At present I do it as follows (minimal example):

import numpy as np

N = 15000
eps = 0.01
A = np.random.rand(N, 1)
prop = np.array([np.mean((A >= x - eps) & (A <= x + eps)) for x in A])

.. which takes around 1 sec on my computer.

My question: is there a more efficient way of doing this?

Edit: I think @jdehesa suggestion in the comments would work as follows:

prop = np.isclose(A, A.T, atol=eps, rtol=0).mean(axis=1)
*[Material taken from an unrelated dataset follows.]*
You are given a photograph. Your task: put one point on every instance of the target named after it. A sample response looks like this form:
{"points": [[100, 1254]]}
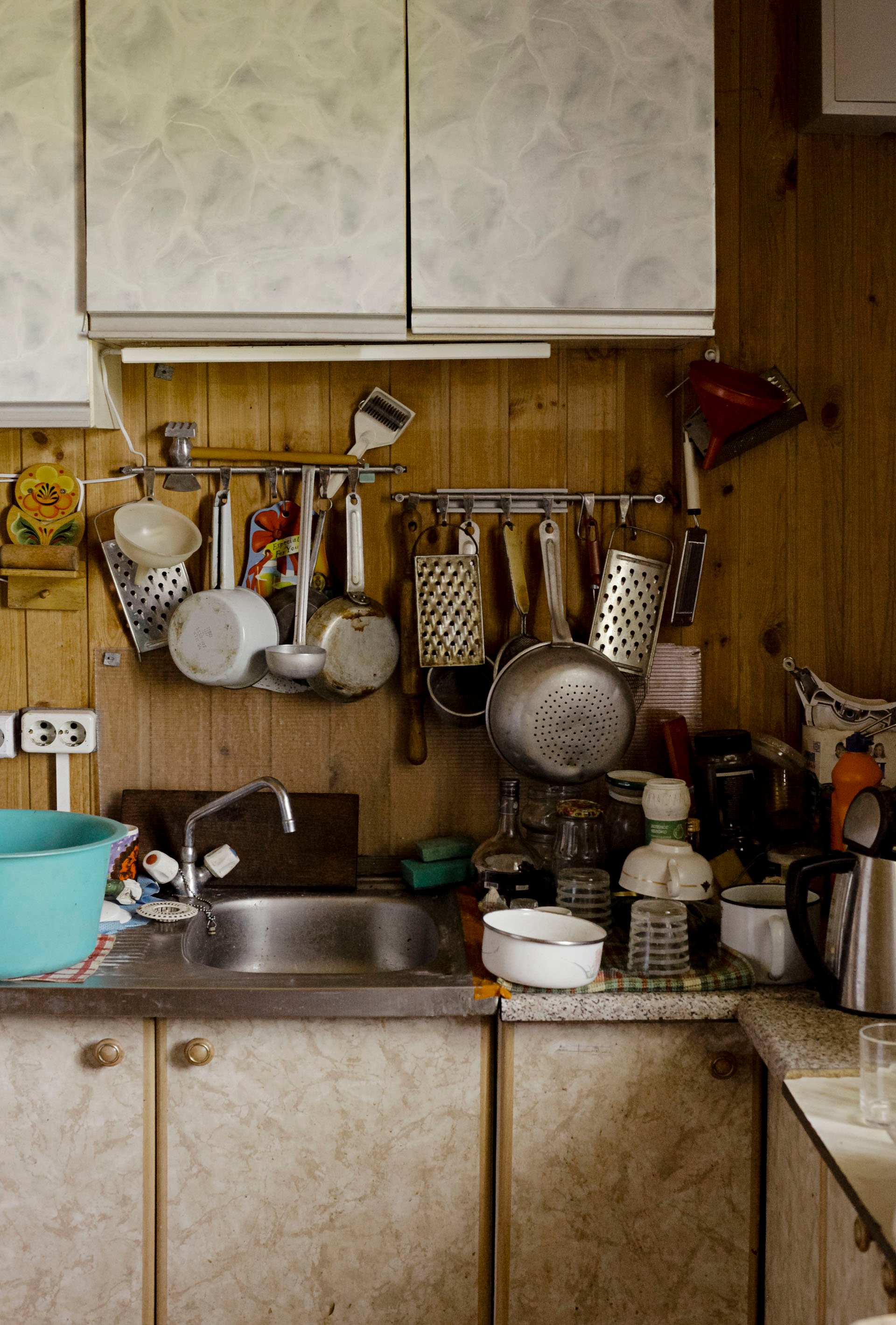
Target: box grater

It's a nice concise solution, but without a speed advantage (on my computer).


Solution

  • That's a good setup to leverage np.searchsorted -

    sidx = A.argsort()
    ridx = np.searchsorted(A, A+eps, 'right', sorter=sidx)
    lidx = np.searchsorted(A, A-eps, 'left', sorter=sidx)
    out = ridx - lidx 
    

    Timings -

    In [71]: N = 15000
        ...: eps = 0.01
        ...: A = np.random.rand(N)
    
    In [72]: %timeit np.array([np.sum((A >= x - eps) & (A <= x + eps)) for x in A])
    560 ms ± 5.15 ms per loop (mean ± std. dev. of 7 runs, 1 loop each)
    
    In [73]: %%timeit
        ...: sidx = A.argsort()
        ...: ridx = np.searchsorted(A, A+eps, 'right', sorter=sidx)
        ...: lidx = np.searchsorted(A, A-eps, 'left', sorter=sidx)
        ...: out = ridx - lidx
    5.35 ms ± 47.9 µs per loop (mean ± std. dev. of 7 runs, 100 loops each)
    

    Further improvement with pre-sorting :

    In [81]: %%timeit
        ...: sidx = A.argsort()
        ...: b = A[sidx]
        ...: ridx = np.searchsorted(b, A+eps, 'right')
        ...: lidx = np.searchsorted(b, A-eps, 'left')
        ...: out = ridx - lidx
    3.93 ms ± 19.9 µs per loop (mean ± std. dev. of 7 runs, 100 loops each)
    

    As stated in the comments, for the mean equivalent version, simply divide final array output by N.